С этих пор в моей жизни кое-что переменилось. Не то чтоб я стал другим, менее общительным или менее весёлым, нет; но во мне появилась затаённость, опасливая осторожность и обидчивость.
Пока я был единственным ребёнком в семье, мои родители любовались мною, как дорогой игрушкой, по мере возможности наряжали в разные обновы, фотографировали, стригли в парикмахерской у одного мастера, специалиста по детской стрижке, но всё равно под ревностным надзором моей мамы.
Когда меня фотографировали, мне обязательно велели улыбаться, хотя мне далеко не всегда этого хотелось. Мне вечно внушали, что без улыбки снимок будет неполноценным, кроме того, все говорили, что у меня очень обаятельная улыбка, что на щеках появляются замечательные ямочки и т. п. И я, усвоив эти советы, при съёмке держал этот имидж.
Сейчас, просматривая свои детские фото, не нахожу ни одного, где бы я был захвачен в естественном, будничном состоянии. Везде я позирую, работаю на объектив. Очень жаль.
Когда мне было лет пять, меня повезли на Сретенку в фотографическое ателье. Я был наряжен в белую пикейную рубашку с синим галстучком в горошек и тщательно причёсан. Меня ввели в тесный закуток студии. Там я увидел чучело огромного волка, лежавшего на скамье. Я вцепился от страха в мамину юбку, вопил и не желал идти сниматься с этим чудовищем. Меня долго уговаривали, но я согласился лишь тогда, когда опасливо потрогал рукой неподвижную тушу и особенно когда увидел вылетевшую из шерсти обычную моль.
Тогда ещё не было цветной съёмки, но этот снимок был покрашен от руки. На нём я, конечно, получился со своей фирменной улыбкой.
Когда мы, гуляя с мамой, встречали знакомых, особенно мужчин, они, как правило, старались ласково шутить со мною, выдавали преувеличенные похвалы, спрашивали всегда одно и то же: кого ты больше любишь — папу или маму? Я чувствовал, что это не всерьёз, и не знал, как следует реагировать. Через минуту эти люди теряли ко мне всякий интерес и продолжали шутить, но уже с моей мамой.

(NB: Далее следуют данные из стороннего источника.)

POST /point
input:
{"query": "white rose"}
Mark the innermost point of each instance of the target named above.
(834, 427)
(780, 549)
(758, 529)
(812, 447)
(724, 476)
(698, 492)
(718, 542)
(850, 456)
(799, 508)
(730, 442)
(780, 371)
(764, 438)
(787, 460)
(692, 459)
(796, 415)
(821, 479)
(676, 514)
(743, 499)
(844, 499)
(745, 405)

Что-то в этих шуточках меня тревожило. Мне казалось, что в них было что-то противозаконное, какое-то бесцеремонное вмешательство в спокойный лад нашей семьи, возникало острое ревнивое чувство, и я дёргал маму, желая скорее уйти. Это маму сердило, она сильно сжимала мою ладонь, но при этом продолжала любезно улыбаться собеседнику.